An employee’s performance and satisfaction can both be influenced by that of their colleagues. Therefore, to fully understand why either of those things may be suffering you should ask how employees feel about the performance of managers, team and department members and junior staff. On top of this, you should also ask how they feel about their own performance.
Understanding how long an employee has been with your company, or how long they intend to stay for, can give you a good overview of employee satisfaction. Obviously, the larger amount of time in response to both those questions would indicate you’re doing something right and it’s the job of these surveys to find out what that thing is.
Salary and rewards can have a notable influence on job satisfaction. That is to say that, if employees don’t feel compensated for their time, they will invest less of themselves in the company.

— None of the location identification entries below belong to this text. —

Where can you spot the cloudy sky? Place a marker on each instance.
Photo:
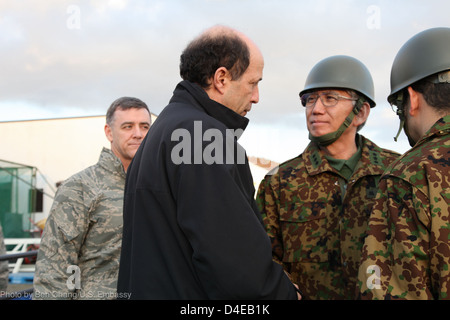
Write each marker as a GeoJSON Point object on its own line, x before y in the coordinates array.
{"type": "Point", "coordinates": [64, 58]}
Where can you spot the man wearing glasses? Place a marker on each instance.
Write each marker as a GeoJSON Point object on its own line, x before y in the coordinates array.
{"type": "Point", "coordinates": [316, 206]}
{"type": "Point", "coordinates": [408, 243]}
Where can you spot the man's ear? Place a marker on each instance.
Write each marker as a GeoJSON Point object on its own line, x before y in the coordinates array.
{"type": "Point", "coordinates": [414, 100]}
{"type": "Point", "coordinates": [108, 133]}
{"type": "Point", "coordinates": [363, 114]}
{"type": "Point", "coordinates": [220, 79]}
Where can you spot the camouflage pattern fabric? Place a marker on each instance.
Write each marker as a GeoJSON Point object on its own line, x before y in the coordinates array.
{"type": "Point", "coordinates": [4, 273]}
{"type": "Point", "coordinates": [317, 220]}
{"type": "Point", "coordinates": [83, 230]}
{"type": "Point", "coordinates": [406, 254]}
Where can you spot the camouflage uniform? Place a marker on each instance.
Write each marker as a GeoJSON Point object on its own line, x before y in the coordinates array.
{"type": "Point", "coordinates": [317, 219]}
{"type": "Point", "coordinates": [84, 229]}
{"type": "Point", "coordinates": [407, 247]}
{"type": "Point", "coordinates": [3, 265]}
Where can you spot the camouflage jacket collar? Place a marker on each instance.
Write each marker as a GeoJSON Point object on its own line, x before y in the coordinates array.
{"type": "Point", "coordinates": [440, 128]}
{"type": "Point", "coordinates": [110, 162]}
{"type": "Point", "coordinates": [369, 164]}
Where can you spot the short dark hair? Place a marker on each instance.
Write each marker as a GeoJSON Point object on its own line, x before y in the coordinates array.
{"type": "Point", "coordinates": [204, 55]}
{"type": "Point", "coordinates": [124, 103]}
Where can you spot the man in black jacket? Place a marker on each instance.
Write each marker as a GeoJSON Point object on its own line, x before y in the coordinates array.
{"type": "Point", "coordinates": [191, 226]}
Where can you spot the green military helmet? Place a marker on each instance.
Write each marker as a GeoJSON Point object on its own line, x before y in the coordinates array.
{"type": "Point", "coordinates": [425, 54]}
{"type": "Point", "coordinates": [341, 72]}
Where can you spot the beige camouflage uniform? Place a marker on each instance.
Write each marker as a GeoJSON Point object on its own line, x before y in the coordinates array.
{"type": "Point", "coordinates": [407, 251]}
{"type": "Point", "coordinates": [3, 265]}
{"type": "Point", "coordinates": [316, 227]}
{"type": "Point", "coordinates": [84, 229]}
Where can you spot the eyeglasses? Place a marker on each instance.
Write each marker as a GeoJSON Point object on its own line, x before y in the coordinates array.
{"type": "Point", "coordinates": [329, 99]}
{"type": "Point", "coordinates": [397, 103]}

Employee engagement surveys measure how valued and involved employees feel in their day-to-day work. Typically, the more engaged with their work an employee is, the more productive they are in the long term.
Choose from a list of available open and closed question types:
Use Page Logic to filter respondents to sets of questions relevant to them. For employee satisfaction surveys, this feature can be used to split your project up by departments.
For example, the first pages can be dedicated to general questions regarding the wider company. Then use Logic to filter employees to a page concerning their department or team.
Further personalize your online surveys for employees by passing text from their previous answers into following questions and answer fields.
Question 1: Who is your current line manager?
A: James Wilkes | B: Sarah Branner | C: Amanda Smith | D: Miles Jones
Question 2: On a scale of 0-10, how would you rate the leadership skills of James Wilkes?
Users who’re subscribed to a paid plan are able to customize out pre-built themes.
You’re likely to distribute these surveys company wide and so doing so by email makes the most sense. However, you don’t want those requests to get lost in employee inboxes.
Track those who submit responses and send email reminders to team members who’ve yet to do so to ensure you get the feedback you need.
When measuring employee satisfaction, it’s important to segment your results to gain more insight on trends and patterns.
Filter your reports by department or team to understand the average satisfaction scores for each. then drill down further to identify the recurring causes of dissatisfaction.
Compare sets of data based on criteria set by you, e.g. question answers or response data. This can be used to gain insight on differing levels of satisfaction between two (or more) departments.
Alternatively, you could run the same survey repeatedly to benchmark data and use the compare dates feature to contrast your current results against previous runs.
All the feedback you collect from respondents is automatically compiled in to a report in real time. You’ll be able to access all individual responses from employees or view the collated results.
Charts and graphs will be produced to represent your collated data, where you’ll be able to hide or group answer options and edit charts types.
Add comments to question sections and create multiple reports based on segments and comparisons of data.
Export your results as a PDF or spreadsheet or share the digital report with a URL link.